Suu Kyi’s party released a statement on one of its Facebook pages saying
the military’s actions were unjustified and went against the constitution and
the will of voters. The statement urged people to oppose Monday’s “coup” and
any return to “military dictatorship.” It was not possible to confirm who
posted the message as party members were not answering phone calls.
The military’s actions also received international condemnation.
U.S. Secretary of State Anthony Blinken expressed “grave concern and
alarm” over the reported detentions.
“We call on Burmese military
leaders to release all government officials and civil society leaders and
respect the will of the people of Burma as expressed in democratic elections,”
he wrote in a statement, using Myanmar’s former name.

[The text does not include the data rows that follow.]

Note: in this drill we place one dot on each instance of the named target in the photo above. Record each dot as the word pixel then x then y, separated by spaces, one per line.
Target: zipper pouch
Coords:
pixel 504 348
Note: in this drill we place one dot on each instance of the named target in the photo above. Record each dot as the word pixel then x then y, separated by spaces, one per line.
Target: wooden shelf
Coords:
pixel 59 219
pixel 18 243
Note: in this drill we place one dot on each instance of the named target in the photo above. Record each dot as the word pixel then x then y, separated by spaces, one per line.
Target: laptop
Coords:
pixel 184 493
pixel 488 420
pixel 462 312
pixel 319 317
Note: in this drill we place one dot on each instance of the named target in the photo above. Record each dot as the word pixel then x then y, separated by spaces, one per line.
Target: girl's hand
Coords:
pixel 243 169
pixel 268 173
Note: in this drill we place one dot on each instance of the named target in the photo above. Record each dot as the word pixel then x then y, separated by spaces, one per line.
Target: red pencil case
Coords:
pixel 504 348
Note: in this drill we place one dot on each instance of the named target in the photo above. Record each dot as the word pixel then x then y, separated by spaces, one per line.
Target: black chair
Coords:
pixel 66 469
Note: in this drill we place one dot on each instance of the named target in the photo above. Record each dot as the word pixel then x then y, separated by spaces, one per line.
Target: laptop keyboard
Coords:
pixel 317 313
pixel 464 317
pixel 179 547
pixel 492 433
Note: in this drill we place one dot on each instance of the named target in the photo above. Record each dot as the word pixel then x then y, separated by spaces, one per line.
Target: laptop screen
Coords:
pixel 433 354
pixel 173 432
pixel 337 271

The office of the U.N. secretary-general called the developments as a
“serious blow to democratic reforms.”
A list of people believed to have been detained, compiled by political
activists, included several people who were not politicians, including
activists as well as Suu Kyi’s lawyer. Those detentions could not be confirmed.
The military TV report said Commander-in-Chief Senior Gen. Min Aung
Hlaing would be in charge of the country, while Vice President Myint Swe would
be elevated to acting president. Myint Swe is a former general best known for
leading a brutal crackdown on Buddhist monks in 2007. He is a close ally of
Than Shwe, the junta leader who ruled Myanmar for nearly two decades.
In a later announcement, the military said an election would be held in
a year and the military would hand power over to the winner.
The military justified its move by citing a clause in the 2008
constitution, implemented during military rule, that says in cases of national
emergency, the government’s executive, legislative and judicial powers can be
handed to the military commander-in-chief.
It is just one of many parts of the charter that ensured the military
could maintain ultimate control over the country. The military is allowed to
appoint its members to 25% of seats in Parliament and it controls of several
key ministries involved in security and defense.
In November polls, Suu Kyi’s party captured 396 out of 476 seats up for
actual election in the lower and upper houses of Parliament.
The military has charged that there was massive fraud in the election —
particularly with regard to voter lists — though it has not offered any proof.
The state Union Election Commission last week rejected its allegations.
Concerns of a takeover grew last week when a military spokesman declined
to rule out the possibility of a coup when asked by a reporter to do so at a
news conference on Tuesday.
Then on Wednesday, the military chief told senior officers in a speech
that the constitution could be revoked if the laws were not being properly
enforced. An unusual deployment of armored vehicles in the streets of several
large cities also stoked fears.
On Saturday and Sunday, however, the military denied it had threatened a coup, accusing unnamed organizations and media of misrepresenting its position.